Der übersehene Virusinfekt
Meine Klientin hatte sich schon seit geraumer Zeit nicht mehr wohlgefühlt und wusste, dass sie sich untersuchen lassen sollte. Da sie eine gute Krankenversicherung hatte, suchte sie ihren Arzt auf, der sofort ein allgemeines Blutbild veranlasste. Es umfasste die typischen Werte und war nicht besonders umfangreich. Nach einem kurzen Blick darauf erklärte ihr Arzt, ihre Schilddrüsenwerte und auch alle anderen Ergebnisse seien in Ordnung, sie solle einfach versuchen, sich mehr auszuruhen. Diese Diagnose war sehr frustrierend, schließlich wusste sie ganz genau, dass irgendetwas nicht in Ordnung war.
Ich konnte sie davon überzeugen, ein breiteres und funktionelles Blutbild machen zu lassen. Einer Intuition folgend veranlasste ich auch eine Untersuchung auf TPO-Antikörper.
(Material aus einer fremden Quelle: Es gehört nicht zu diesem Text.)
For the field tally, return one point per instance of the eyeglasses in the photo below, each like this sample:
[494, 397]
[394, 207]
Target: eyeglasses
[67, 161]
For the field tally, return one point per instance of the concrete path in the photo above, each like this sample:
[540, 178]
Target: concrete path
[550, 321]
Die Ergebnisse zeigten, dass ihre Schilddrüsenwerte zwar noch innerhalb des Normbereichs lagen, doch von einer gut funktionierenden Schilddrüse konnte keine Rede sein, schließlich lagen alle Werte im unteren Grenzbereich. Zusätzlich ließen sich TPO-Antikörper nachweisen. Mit anderen Worten, sie hatte eine Hashimoto Thyreoiditis. Auch der Marker für die Aufnahme von T3 war extrem niedrig, was mich zu der Frage veranlasste, ob sie die Pille einnahm. „Ja, natürlich“, sagte sie, „mein Arzt hat sie mir wegen meiner PMS-Beschwerden verschrieben." Wir unterhielten uns darüber, wie der Östrogen-Überschuss die Schilddrüsenfunktion unterdrücken und sogar zur Ausprägung ihrer Autoimmunerkrankung beitragen kann. So interessant diese Ergebnisse auch waren, erstaunlich war etwas ganz anderes:
Trotz offensichtlicher Symptome hatte ihr Arzt nicht erkannt, dass sie eine schwere chronische Virusinfektion hatte. Die Werte für Albumin, ein Entzündungsmarker im Körper, lagen in einem bedrohlich niedrigen Bereich.
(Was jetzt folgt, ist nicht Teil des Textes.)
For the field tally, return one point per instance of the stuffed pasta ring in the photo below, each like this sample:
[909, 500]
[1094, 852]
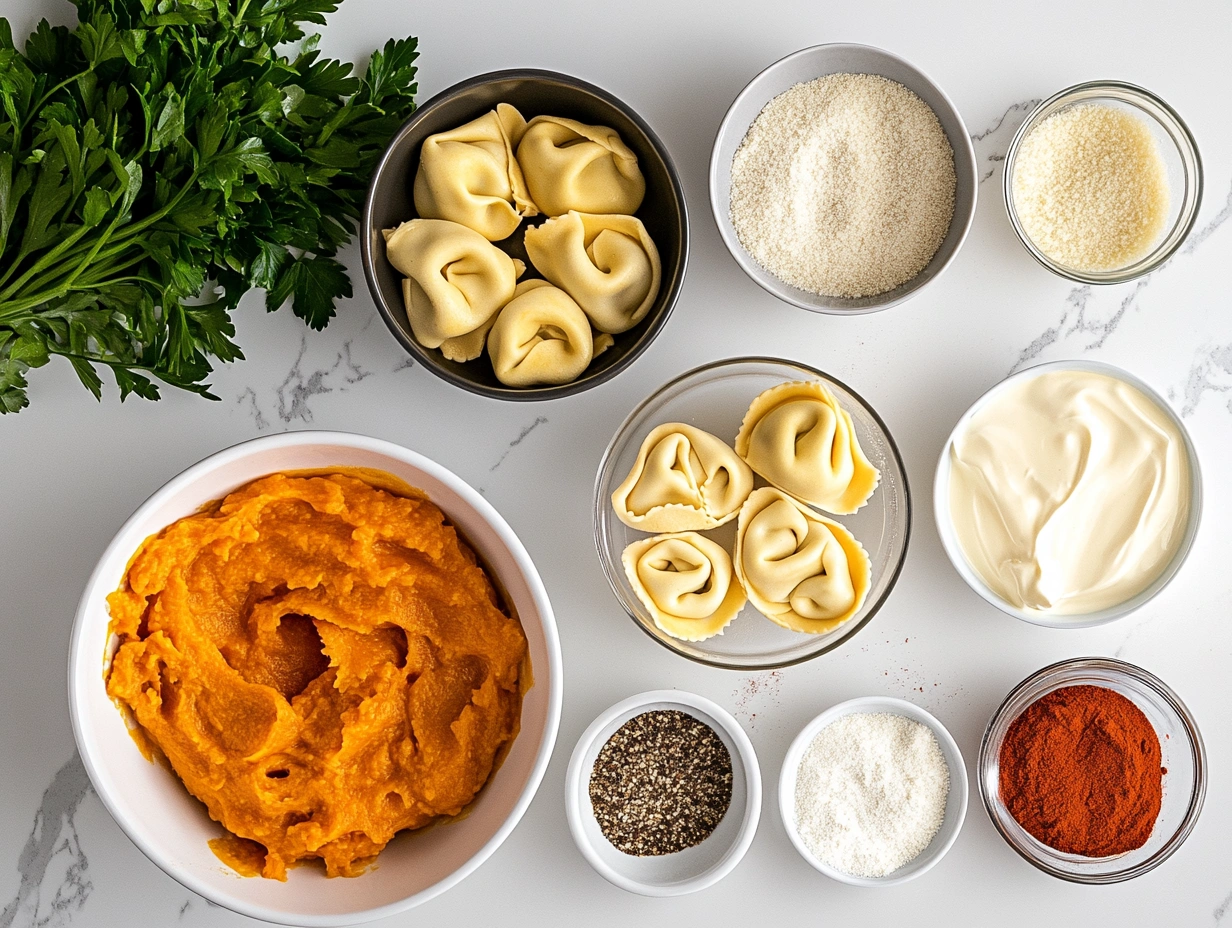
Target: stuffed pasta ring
[684, 480]
[803, 441]
[685, 582]
[798, 568]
Im Hinblick auf eine Ernährungstherapie hatte ihre Schilddrüse tatsächlich die geringste Priorität. Zuerst mussten die Virusinfektion und das Immunsystem durch eine Ernährungsumstellung behandelt werden. Außerdem setzte sie die Pille ab und ernährte sich fortan glutenfrei. Obwohl eine Hashimoto Thyreoiditis nicht von alleine ausheilt, sind bei meiner Klientin keine TPO-Antikörper mehr nachweisbar und ihre Schilddrüsenwerte haben sich gebessert. Es gibt auch keinerlei Anzeichen mehr für eine Virusinfektion.